If the airport name is blank, then we’ll save it under the name “UNKNOWN” so that we can better use that in future queries.

findAirportPK <- function (aName, aCode, aState)
{
  # aid is the return value
  aid <- 0
  
  # does airport already exist?
  doesExist <- any(df.airports$airportName == aName)
  
  if (doesExist == TRUE) {
    # we found the airport, so let's get it aid
    # find the row in df.airports that contains this airport
    r <- which(df.airports$airportName == aName)
    
    # found aid is the first element of the returned vector
    aid <- r[1]
  } else {
    # airport does not exist, let's add it after the last row
    # R adds a new rows automatically
    lastRow <- nrow(df.airports)
    newRow <- lastRow + 1
    
    # new aid is the row number
    df.airports[newRow,'aid'] <<- newRow
    
    # if the airport name aName is blank, use "unknown" as airport name
    if (nchar(aName) == 0)
      aName <- "UNKNOWN"
    
    # save airport name, state, and code
    df.airports[newRow,'airportName'] <<- aName
    df.airports[newRow,'airportCode'] <<- aCode
    df.airports[newRow,'state'] <<- aState
    
    # return value: new aid is new row number
    aid <- newRow
  }
  
  return (aid)
}

In the code above, the any() function looks for a matching airport by name; if it doesn’t find one, it’ll return FALSE, TRUE otherwise. If it is FALSE, we need to add the airport as a new row at the end. If the search with any() returns TRUE, then we need to find the aid for that using which().

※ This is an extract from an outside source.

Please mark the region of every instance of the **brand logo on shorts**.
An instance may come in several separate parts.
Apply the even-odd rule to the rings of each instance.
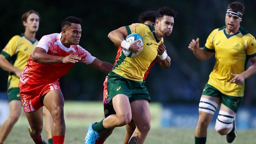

We could have written that more efficiently using just a call which() as it returns a 0 length vector if it cannot find a match. But the above code it clearer, albeit slower.

Let’s add the call to the function to our previous code.

# let's get the number of rows in the CSV
n <- nrow(df.csv)

# iterate through the incident rows in the CSV
for (r in 1:n) 
{
  # store rid column from the CSV in the df.incidents data frame's rid column
  df.incidents[r,'rid'] <- df.csv[r,'rid']
  
  # store the flight-date from the CSV in the df.incidents date column
  df.incidents[r,'date'] <- df.csv[r,'flight_date']
  
  # add the FK in the origin column linking to airport aid in df.airports
  # add the airport if it doesn't exist
  aName <- df.csv[r,'airport']    # airport name from CSV
  aCode <- ""                     # leave blank
  aState <- df.csv[r,'origin']    # airport state from CSV
  
  # findAirportPK() returns ID of airport (and adds if it's not there)
  df.incidents[r,'origin'] <- findAirportPK (aName, aCode, aState)
}

# clean up the date column by remove the time stamp
df.incidents$date <- substr(df.incidents$date, 
                            1, 
                            nchar(df.incidents$date)-5)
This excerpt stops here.